Icône incontournable des jouets pour bébés, Sophie la girafe traverse une tempête médiatique. L’entreprise Vulli, gardienne de ce symbole du savoir-faire tricolore, se retrouve sous les projecteurs pour des pratiques de fabrication qui soulèvent de sérieuses interrogations sur l’authenticité de son origine française.
Des difficultés industrielles qui changent la donne
Face aux complications rencontrées dans son nouvel outil de production vosgien, Vulli reconnaît avoir relocalisé temporairement une partie de sa fabrication vers l’Empire du Milieu. Cette décision stratégique intervient alors que l’usine de Saint-Nabord peine à atteindre sa pleine capacité opérationnelle.
Alain Thirion, aux commandes de l’entreprise, justifie ce choix en précisant que les célèbres girafes arrivent “nues” de Chine. Elles bénéficient ensuite d’une finalisation et d’un contrôle qualité effectués sur le territoire français, selon ses déclarations.

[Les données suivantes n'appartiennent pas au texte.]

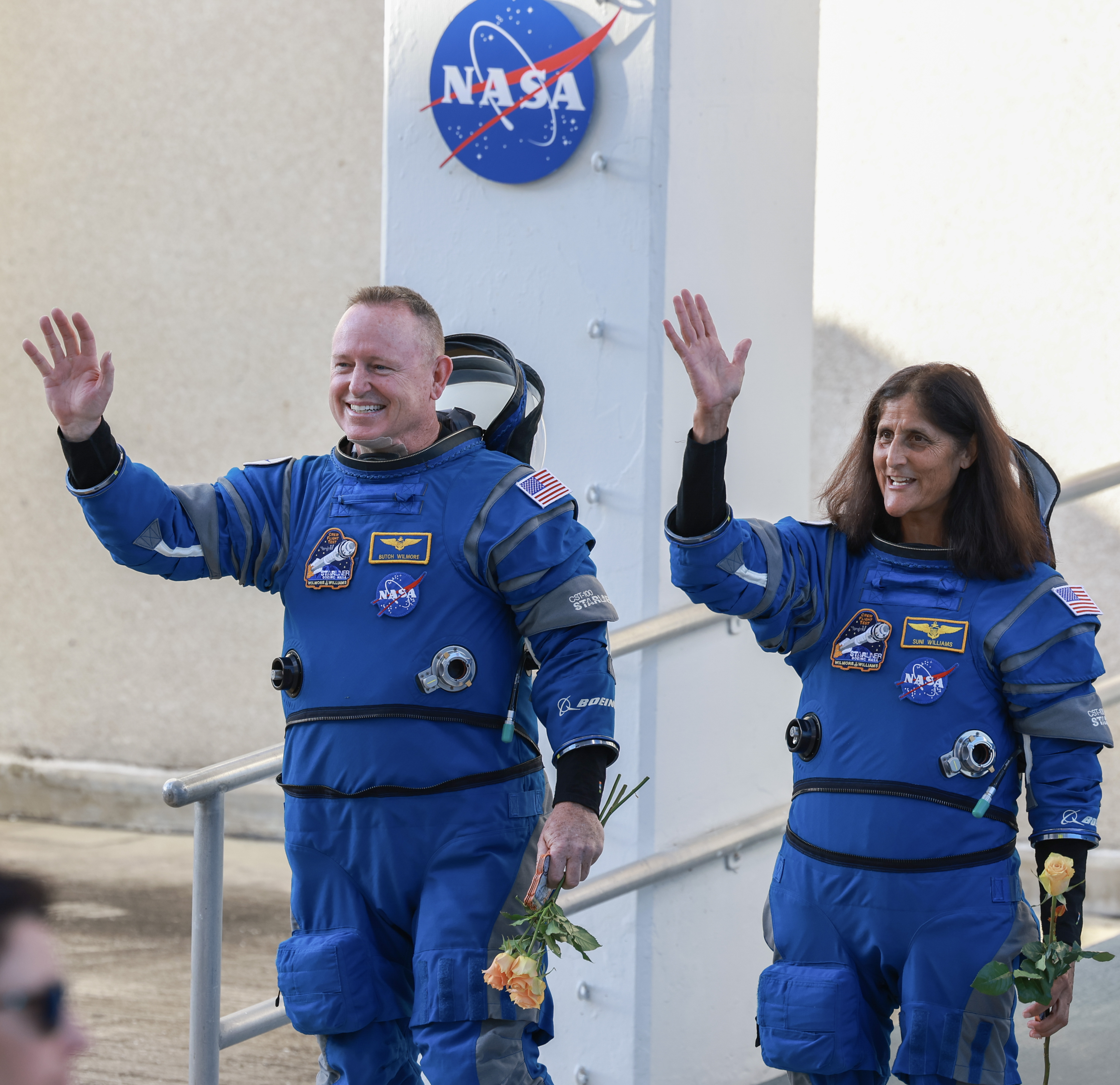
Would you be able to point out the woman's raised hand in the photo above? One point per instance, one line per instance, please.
(716, 382)
(78, 386)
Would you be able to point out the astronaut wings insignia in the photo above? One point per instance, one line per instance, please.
(413, 549)
(934, 633)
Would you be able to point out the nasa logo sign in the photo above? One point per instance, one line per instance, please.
(512, 89)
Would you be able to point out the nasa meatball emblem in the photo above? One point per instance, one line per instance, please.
(512, 89)
(398, 595)
(925, 681)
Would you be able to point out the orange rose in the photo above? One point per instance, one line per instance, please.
(525, 986)
(498, 975)
(1058, 874)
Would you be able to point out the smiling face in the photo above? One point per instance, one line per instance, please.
(386, 377)
(27, 1055)
(917, 465)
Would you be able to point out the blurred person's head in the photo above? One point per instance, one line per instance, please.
(39, 1037)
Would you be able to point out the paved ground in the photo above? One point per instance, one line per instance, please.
(125, 922)
(124, 916)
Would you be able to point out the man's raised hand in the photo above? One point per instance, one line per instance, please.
(716, 382)
(78, 386)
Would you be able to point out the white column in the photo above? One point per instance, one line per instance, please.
(706, 117)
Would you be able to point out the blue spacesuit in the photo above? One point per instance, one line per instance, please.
(410, 587)
(919, 686)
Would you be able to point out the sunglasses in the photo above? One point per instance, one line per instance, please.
(44, 1008)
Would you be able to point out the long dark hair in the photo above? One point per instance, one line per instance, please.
(992, 525)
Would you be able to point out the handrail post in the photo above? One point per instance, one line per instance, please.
(207, 940)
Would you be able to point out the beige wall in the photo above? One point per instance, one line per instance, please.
(967, 212)
(202, 181)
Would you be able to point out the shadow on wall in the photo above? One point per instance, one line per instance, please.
(847, 369)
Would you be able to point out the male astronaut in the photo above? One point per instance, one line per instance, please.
(413, 568)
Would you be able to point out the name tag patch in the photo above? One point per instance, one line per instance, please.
(934, 633)
(408, 548)
(863, 643)
(331, 564)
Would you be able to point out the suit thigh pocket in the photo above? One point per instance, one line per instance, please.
(809, 1019)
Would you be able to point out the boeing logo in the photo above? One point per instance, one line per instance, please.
(512, 89)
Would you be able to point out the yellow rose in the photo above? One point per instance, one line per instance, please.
(1058, 874)
(526, 988)
(498, 975)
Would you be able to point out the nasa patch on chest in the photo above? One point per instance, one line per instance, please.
(863, 643)
(925, 681)
(398, 595)
(331, 564)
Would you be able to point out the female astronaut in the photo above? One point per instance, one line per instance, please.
(940, 654)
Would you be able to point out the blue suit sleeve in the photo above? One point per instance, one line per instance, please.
(776, 576)
(237, 527)
(539, 560)
(1048, 662)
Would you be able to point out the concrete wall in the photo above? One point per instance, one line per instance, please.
(203, 182)
(967, 212)
(679, 203)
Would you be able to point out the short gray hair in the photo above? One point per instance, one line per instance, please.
(417, 305)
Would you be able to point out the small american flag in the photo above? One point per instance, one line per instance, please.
(1077, 599)
(544, 489)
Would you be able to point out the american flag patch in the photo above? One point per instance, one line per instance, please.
(1077, 599)
(544, 489)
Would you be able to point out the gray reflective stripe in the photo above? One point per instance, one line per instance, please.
(735, 566)
(328, 1074)
(1041, 688)
(1022, 659)
(500, 552)
(247, 526)
(1078, 718)
(529, 578)
(152, 538)
(1001, 627)
(200, 503)
(575, 603)
(266, 543)
(810, 639)
(994, 1011)
(285, 520)
(503, 928)
(772, 545)
(500, 1060)
(471, 547)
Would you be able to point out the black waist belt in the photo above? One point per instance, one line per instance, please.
(902, 866)
(901, 791)
(413, 713)
(344, 713)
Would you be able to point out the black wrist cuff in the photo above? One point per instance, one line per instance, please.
(1069, 925)
(91, 462)
(581, 775)
(702, 502)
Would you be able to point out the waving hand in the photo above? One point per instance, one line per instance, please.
(77, 385)
(716, 382)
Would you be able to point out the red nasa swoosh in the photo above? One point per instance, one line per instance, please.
(929, 681)
(567, 59)
(405, 592)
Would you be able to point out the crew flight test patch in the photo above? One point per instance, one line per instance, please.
(331, 564)
(409, 548)
(863, 643)
(935, 633)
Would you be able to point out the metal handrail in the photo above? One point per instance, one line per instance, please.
(1090, 483)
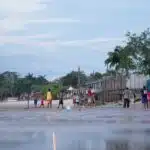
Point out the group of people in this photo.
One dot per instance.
(42, 103)
(80, 99)
(145, 97)
(87, 99)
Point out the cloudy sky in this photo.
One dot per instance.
(53, 37)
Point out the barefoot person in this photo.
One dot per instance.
(89, 96)
(49, 99)
(42, 102)
(127, 96)
(148, 91)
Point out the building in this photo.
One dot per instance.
(111, 88)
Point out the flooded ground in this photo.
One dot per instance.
(95, 129)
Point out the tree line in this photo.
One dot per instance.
(13, 85)
(133, 57)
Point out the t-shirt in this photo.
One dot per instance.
(77, 98)
(144, 93)
(49, 96)
(127, 94)
(89, 93)
(148, 85)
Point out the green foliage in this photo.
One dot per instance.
(55, 88)
(133, 57)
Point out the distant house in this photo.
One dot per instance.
(111, 88)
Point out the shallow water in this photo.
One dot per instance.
(105, 129)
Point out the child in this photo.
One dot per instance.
(74, 99)
(61, 100)
(42, 102)
(144, 97)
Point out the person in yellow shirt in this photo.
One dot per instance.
(49, 98)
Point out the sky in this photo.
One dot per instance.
(54, 37)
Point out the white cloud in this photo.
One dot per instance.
(55, 20)
(19, 13)
(31, 40)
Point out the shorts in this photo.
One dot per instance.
(148, 96)
(61, 102)
(144, 100)
(89, 100)
(77, 103)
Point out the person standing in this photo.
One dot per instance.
(49, 99)
(61, 97)
(144, 97)
(35, 101)
(89, 93)
(42, 102)
(148, 91)
(74, 99)
(127, 96)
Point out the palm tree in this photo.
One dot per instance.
(120, 60)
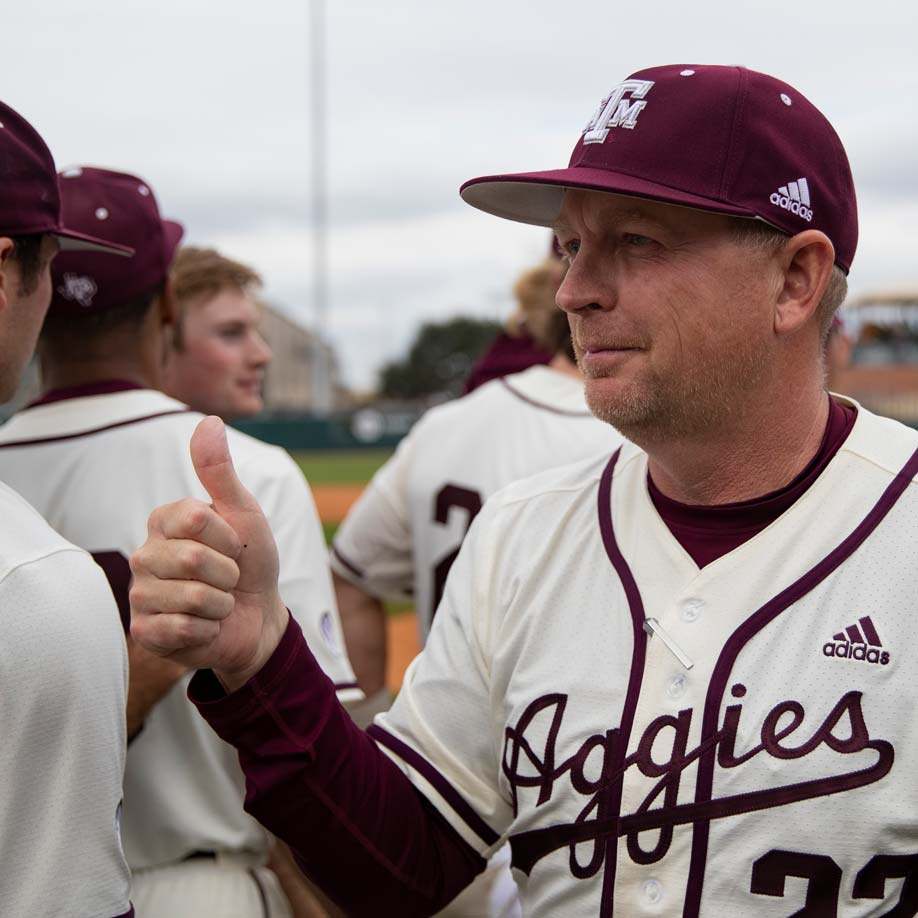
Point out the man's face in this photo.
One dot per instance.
(27, 301)
(221, 364)
(669, 313)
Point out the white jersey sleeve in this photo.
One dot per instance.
(305, 582)
(373, 548)
(441, 729)
(64, 675)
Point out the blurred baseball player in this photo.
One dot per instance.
(402, 536)
(63, 660)
(94, 455)
(400, 539)
(677, 679)
(216, 365)
(218, 359)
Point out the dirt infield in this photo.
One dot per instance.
(403, 647)
(333, 501)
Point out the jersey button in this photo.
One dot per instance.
(675, 688)
(652, 890)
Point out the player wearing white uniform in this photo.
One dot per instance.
(672, 677)
(62, 655)
(95, 459)
(403, 535)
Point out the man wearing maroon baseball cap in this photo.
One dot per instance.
(95, 454)
(672, 677)
(64, 664)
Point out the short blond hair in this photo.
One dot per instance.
(538, 314)
(199, 272)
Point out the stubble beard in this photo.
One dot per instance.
(685, 405)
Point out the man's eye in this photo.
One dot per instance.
(636, 239)
(570, 249)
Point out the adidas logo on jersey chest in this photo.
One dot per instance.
(860, 642)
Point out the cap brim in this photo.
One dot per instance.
(71, 240)
(535, 197)
(173, 233)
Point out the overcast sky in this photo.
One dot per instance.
(210, 103)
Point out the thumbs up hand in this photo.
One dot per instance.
(205, 589)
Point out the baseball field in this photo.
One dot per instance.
(337, 479)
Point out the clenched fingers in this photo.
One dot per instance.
(197, 521)
(152, 597)
(168, 635)
(184, 559)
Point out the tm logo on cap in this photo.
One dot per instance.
(619, 109)
(78, 288)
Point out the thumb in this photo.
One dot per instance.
(214, 467)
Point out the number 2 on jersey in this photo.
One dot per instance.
(449, 497)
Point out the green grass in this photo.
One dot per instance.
(345, 467)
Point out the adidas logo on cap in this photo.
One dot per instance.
(857, 643)
(795, 197)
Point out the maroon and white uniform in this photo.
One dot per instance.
(403, 534)
(62, 731)
(95, 462)
(658, 727)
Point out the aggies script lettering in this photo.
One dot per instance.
(531, 764)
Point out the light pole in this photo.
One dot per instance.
(321, 384)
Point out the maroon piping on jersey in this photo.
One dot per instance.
(356, 571)
(750, 627)
(531, 401)
(39, 441)
(528, 847)
(437, 781)
(638, 658)
(99, 387)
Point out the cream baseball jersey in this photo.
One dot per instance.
(95, 467)
(404, 533)
(655, 739)
(64, 675)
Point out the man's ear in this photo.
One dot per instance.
(806, 262)
(166, 305)
(7, 247)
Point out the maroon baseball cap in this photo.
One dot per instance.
(123, 207)
(721, 139)
(30, 198)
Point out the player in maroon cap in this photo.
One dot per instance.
(95, 454)
(677, 679)
(63, 660)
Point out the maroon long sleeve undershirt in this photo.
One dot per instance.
(355, 823)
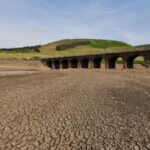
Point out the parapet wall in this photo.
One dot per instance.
(94, 61)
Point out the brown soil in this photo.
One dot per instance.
(76, 109)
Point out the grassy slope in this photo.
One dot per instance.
(49, 50)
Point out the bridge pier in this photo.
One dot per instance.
(94, 61)
(79, 63)
(147, 60)
(91, 63)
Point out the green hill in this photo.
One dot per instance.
(67, 47)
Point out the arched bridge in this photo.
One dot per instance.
(94, 61)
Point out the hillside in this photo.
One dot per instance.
(67, 47)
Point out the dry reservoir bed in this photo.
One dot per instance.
(75, 109)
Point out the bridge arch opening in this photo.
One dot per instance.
(56, 64)
(112, 62)
(49, 64)
(97, 62)
(133, 61)
(119, 63)
(65, 64)
(85, 63)
(74, 63)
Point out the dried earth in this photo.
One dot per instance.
(75, 109)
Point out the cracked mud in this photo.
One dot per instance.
(75, 110)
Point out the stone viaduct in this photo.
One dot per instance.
(94, 61)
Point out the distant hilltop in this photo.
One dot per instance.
(68, 47)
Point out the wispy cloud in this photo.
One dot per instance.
(33, 22)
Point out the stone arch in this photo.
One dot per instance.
(74, 63)
(65, 64)
(56, 64)
(97, 62)
(130, 61)
(112, 62)
(49, 64)
(85, 63)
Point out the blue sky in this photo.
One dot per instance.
(32, 22)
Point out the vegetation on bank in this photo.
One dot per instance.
(68, 47)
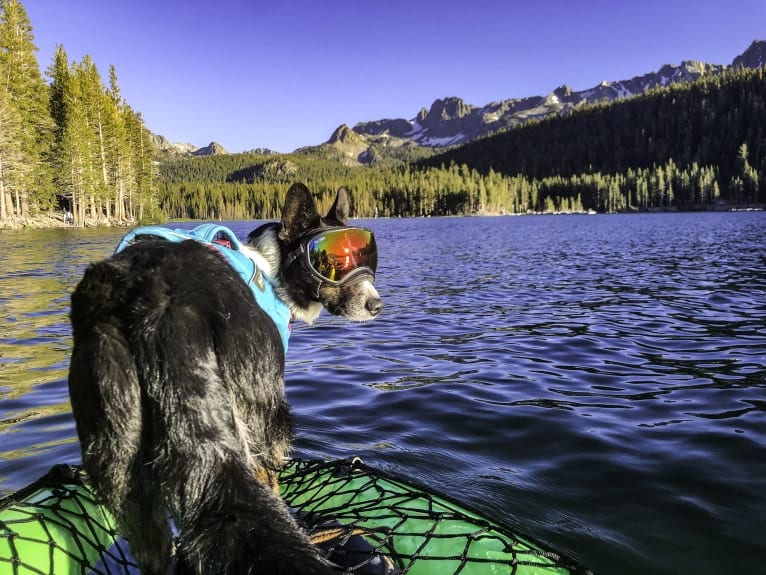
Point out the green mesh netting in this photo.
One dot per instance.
(56, 527)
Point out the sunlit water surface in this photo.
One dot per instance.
(598, 381)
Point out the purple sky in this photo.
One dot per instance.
(282, 74)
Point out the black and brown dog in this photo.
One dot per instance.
(177, 388)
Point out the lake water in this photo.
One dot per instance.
(598, 381)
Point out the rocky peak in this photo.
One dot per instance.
(212, 149)
(344, 135)
(753, 57)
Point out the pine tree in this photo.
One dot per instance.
(25, 90)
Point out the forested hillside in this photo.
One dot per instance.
(693, 146)
(73, 144)
(684, 146)
(70, 145)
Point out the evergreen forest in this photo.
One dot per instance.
(697, 146)
(70, 144)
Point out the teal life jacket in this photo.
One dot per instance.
(223, 240)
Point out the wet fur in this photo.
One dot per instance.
(177, 387)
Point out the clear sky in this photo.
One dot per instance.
(282, 74)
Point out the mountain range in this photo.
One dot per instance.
(451, 121)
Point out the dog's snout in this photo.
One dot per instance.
(374, 305)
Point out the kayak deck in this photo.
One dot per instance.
(55, 525)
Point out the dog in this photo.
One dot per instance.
(177, 387)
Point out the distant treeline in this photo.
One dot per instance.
(684, 146)
(694, 146)
(69, 145)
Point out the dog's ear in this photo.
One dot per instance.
(299, 214)
(340, 209)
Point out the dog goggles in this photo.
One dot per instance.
(337, 255)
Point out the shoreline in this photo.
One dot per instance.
(46, 221)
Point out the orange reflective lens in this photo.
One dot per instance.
(339, 253)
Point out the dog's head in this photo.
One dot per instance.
(308, 250)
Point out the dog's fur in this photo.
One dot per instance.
(176, 383)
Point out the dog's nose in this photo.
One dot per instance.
(374, 305)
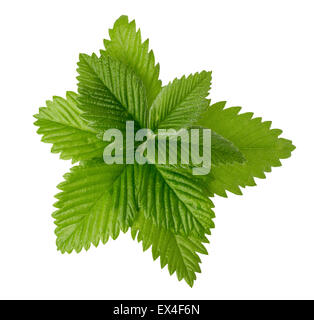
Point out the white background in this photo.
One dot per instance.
(261, 54)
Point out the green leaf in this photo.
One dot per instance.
(96, 202)
(176, 200)
(260, 145)
(180, 102)
(179, 253)
(110, 93)
(224, 151)
(60, 124)
(125, 45)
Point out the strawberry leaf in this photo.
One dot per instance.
(60, 124)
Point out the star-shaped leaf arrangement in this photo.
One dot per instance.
(166, 207)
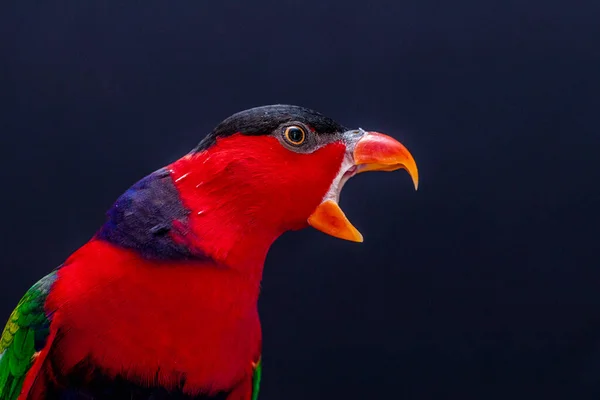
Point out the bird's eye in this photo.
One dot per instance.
(295, 135)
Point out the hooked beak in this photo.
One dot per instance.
(367, 151)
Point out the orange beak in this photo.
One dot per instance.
(372, 152)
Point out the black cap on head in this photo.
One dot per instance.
(264, 120)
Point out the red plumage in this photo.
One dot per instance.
(132, 317)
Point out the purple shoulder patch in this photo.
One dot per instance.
(143, 217)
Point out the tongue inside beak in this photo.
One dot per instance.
(372, 152)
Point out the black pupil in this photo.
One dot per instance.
(295, 135)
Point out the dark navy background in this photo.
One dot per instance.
(484, 284)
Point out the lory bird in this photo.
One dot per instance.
(162, 301)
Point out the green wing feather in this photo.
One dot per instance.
(256, 379)
(24, 335)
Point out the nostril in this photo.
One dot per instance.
(351, 171)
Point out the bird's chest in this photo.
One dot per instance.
(187, 329)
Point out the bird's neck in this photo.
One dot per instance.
(177, 214)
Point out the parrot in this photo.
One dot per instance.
(161, 302)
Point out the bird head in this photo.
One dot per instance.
(275, 168)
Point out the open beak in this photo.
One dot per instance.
(367, 151)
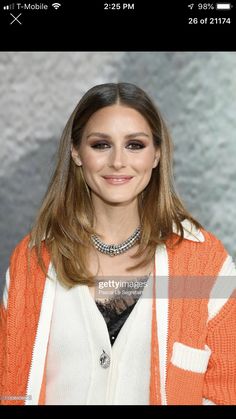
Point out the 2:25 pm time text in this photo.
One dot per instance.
(119, 6)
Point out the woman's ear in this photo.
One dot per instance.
(75, 156)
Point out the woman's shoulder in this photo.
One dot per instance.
(199, 234)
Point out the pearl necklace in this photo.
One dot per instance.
(116, 249)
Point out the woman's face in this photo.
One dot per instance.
(117, 141)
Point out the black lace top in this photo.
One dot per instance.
(116, 309)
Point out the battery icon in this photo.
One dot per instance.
(223, 6)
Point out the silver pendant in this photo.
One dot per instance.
(104, 360)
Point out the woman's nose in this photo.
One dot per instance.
(117, 157)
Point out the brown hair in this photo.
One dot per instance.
(65, 218)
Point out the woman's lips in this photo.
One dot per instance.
(117, 180)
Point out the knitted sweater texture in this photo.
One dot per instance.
(188, 325)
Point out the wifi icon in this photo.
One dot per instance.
(56, 5)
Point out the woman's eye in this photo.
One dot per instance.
(136, 146)
(99, 145)
(132, 146)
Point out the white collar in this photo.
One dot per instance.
(190, 231)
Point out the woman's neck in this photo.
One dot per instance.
(116, 223)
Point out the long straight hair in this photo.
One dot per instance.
(64, 222)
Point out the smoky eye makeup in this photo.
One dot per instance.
(132, 145)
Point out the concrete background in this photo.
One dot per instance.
(196, 92)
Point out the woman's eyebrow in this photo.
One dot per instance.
(103, 135)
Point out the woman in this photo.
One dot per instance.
(111, 211)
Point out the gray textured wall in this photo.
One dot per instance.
(196, 93)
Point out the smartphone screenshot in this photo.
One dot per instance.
(117, 139)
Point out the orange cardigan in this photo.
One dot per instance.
(187, 324)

Une pratique ancienne révélée au grand jour
La révélation dévoilée par Mediapart met en lumière une réalité peu connue du grand public. L’entreprise aurait maintenu une production partielle en Asie depuis environ trois décennies, parallèlement à ses installations françaises.
Le média d’investigation qualifie cette stratégie de “mensonge made in China”, pointant du doigt un conditionnement final en France visant à valoriser artificiellement l’origine hexagonale du produit.
Une enquête officielle lancée
La Direction Générale de la Concurrence, de la Consommation et de la Répression des Fraudes a ouvert un dossier pour faire la lumière sur ces pratiques commerciales. L’organisme examine si la communication de l’entreprise respecte les règles en vigueur.
Des sanctions potentiellement lourdes
Les enjeux juridiques sont considérables pour le fabricant. Faire valoir indûment une provenance française constitue une pratique commerciale trompeuse aux yeux de la législation. Les conséquences financières pourraient être sévères.
Les pénalités encourues atteignent jusqu’à 10 % du chiffre d’affaires annuel, un montant qui pourrait peser lourdement sur les comptes de l’entreprise spécialisée dans les jouets premier âge.
Le retour au 100 % français en ligne de mire
Malgré la polémique, la direction maintient son ambition de rapatrier intégralement la production. L’objectif demeure d’atteindre une fabrication totalement française dès que l’usine vosgienne aura surmonté ses difficultés techniques.
Cette transition vers une autonomie industrielle complète reste conditionnée à la maîtrise des processus de production dans les installations de Saint-Nabord. Le calendrier précis de ce basculement n’a toutefois pas été communiqué par la société.